Future developments of the package may include access to additional data collections from other OPeNDAP servers, and support for a variety of data formats as they become available from data providers through their OPeNDAP servers. Furthermore, the creation of an RShiny application on top of the package is being considered, as a means of further simplifying data access for users with limited coding skills.

Contributing

All types of contributions are encouraged and valued. For more information, check out our Contributor Guidelines.

Please note that the modisfast project is released with a Contributor Code of Conduct.
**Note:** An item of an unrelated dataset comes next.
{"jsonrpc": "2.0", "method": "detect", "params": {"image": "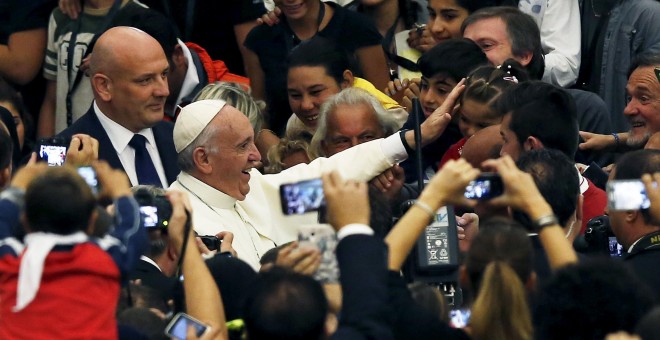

By contributing to this project, you agree to abide by its terms.

Acknowledgments

We thank NASA and its partners for making all their Earth science data freely available, and implementing open data access protocols such as OPeNDAP. modisfast heavily builds on top of the OPeNDAP, so we thank the non-profit OPeNDAP, Inc. for developing the eponym tool in an open and collaborative way.

We also thank the contributors that have tested the package, reviewed the documentation and brought valuable feedbacks to improve the package : Florian de Boissieu, Julien Taconet.

This work has been developed over the course of several research projects (REACT 1, REACT 2, ANORHYTHM and DIV-YOO) funded by Expertise France and the French National Research Agency (ANR).